Bug #10792
openCrash when switching interface off and on again in cohesion with multicast
0%
Description
Hello,
There are still crashes when switching off and on (vlan)interfaces. One of those crashes seems to be triggered by PIMD/Multicast. So I opened a FeeBSD Bug. This one is FreeBSD bug 248243.
https://bugs.freebsd.org/bugzilla/show_bug.cgi?id=248243
Note that in general the number of crashes related to switching off and on (vlan)interfaces, is much better now than it was in the past months. So some one has allready fixed one or more issues :)
For info, monitoring and follow up.
Louis
Copied from FreeBSD
I try to get PIMD running on latest pfSense release. One of the two problems I am facing is that FreeBsd as crashing as soon as I switch off and on again one of the interfaces, especially the interface being used as PIMD register_vif.
Hereby the relevant lines from "the core dump"
curthread = 0xfffff8000439f000: pid 12 tid 100040 "swi1: netisr 2"
Tracing pid 12 tid 100040 td 0xfffff8000439f000
kdb_enter() at kdb_enter+0x37/frame 0xfffffe00004de4b0
vpanic() at vpanic+0x197/frame 0xfffffe00004de500
panic() at panic+0x43/frame 0xfffffe00004de560
trap_fatal() at trap_fatal+0x391/frame 0xfffffe00004de5c0
trap_pfault() at trap_pfault+0x4f/frame 0xfffffe00004de610
trap() at trap+0x286/frame 0xfffffe00004de720
calltrap() at calltrap+0x8/frame 0xfffffe00004de720
***--- trap 0xc, rip = 0xffffffff80e934f5, rsp = 0xfffffe00004de7f0, rbp =
0xfffffe00004de7f0 ---***
if_inc_counter() at if_inc_counter+0x15/frame 0xfffffe00004de7f0
if_simloop() at if_simloop+0xd1/frame 0xfffffe00004de830
pim_input() at pim_input+0x409/frame 0xfffffe00004de890
encap_input() at encap_input+0xd1/frame 0xfffffe00004de900
encap4_input() at encap4_input+0x28/frame 0xfffffe00004de930
ip_input() at ip_input+0x168/frame 0xfffffe00004de9e0
swi_net() at swi_net+0x12b/frame 0xfffffe00004dea50
ithread_loop() at ithread_loop+0x23c/frame 0xfffffe00004deab0
fork_exit() at fork_exit+0x7e/frame 0xfffffe00004deaf0
fork_trampoline() at fork_trampoline+0xe/frame 0xfffffe00004deaf0
IMHO the problem is like this:
- pim is asking som info from underlying core
- that is translated into a trap
- the trap is not handled correctly and/or parameters are not correct
- the trap is handeld by thread 12 "swi1: netisr 2"

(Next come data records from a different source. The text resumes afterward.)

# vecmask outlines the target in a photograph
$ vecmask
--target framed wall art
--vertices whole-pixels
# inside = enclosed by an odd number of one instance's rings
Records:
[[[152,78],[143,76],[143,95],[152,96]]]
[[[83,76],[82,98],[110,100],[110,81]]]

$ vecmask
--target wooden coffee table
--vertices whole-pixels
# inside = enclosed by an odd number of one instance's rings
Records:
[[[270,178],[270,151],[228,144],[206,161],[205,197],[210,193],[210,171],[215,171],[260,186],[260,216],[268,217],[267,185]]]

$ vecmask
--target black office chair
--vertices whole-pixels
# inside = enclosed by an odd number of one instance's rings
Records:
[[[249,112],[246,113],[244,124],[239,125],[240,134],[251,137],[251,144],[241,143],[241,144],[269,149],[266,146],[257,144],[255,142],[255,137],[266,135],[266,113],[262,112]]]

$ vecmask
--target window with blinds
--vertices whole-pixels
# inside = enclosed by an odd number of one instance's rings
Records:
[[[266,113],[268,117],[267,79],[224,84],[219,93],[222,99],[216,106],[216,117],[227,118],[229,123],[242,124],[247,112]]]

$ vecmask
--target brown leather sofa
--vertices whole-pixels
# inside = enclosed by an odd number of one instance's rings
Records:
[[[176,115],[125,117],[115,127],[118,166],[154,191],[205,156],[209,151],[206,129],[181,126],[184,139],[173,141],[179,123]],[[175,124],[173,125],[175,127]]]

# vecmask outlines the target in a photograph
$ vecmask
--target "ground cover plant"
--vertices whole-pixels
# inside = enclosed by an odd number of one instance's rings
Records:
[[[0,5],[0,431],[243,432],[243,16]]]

- which lead to a fatal crash
Louis
PS related but another problem #248103
Updated by Louis B over 4 years ago
I did retest interface stability. The situation is much better now. I can not reproduce crashes any more.
Updated by Renato Botelho over 4 years ago
- Status changed from New to Closed
- Target version deleted (
2.5.0)
Awesome! Thanks for reporting
Updated by Marcos M over 2 years ago
- Status changed from Closed to New
This happened after renaming the description of a VLAN on an LACP LAGG consisting of ix0 and ix1 on a Netgate 7100 running 22.05. The PIMD package is installed and configured with the interfaces on the referenced lagg.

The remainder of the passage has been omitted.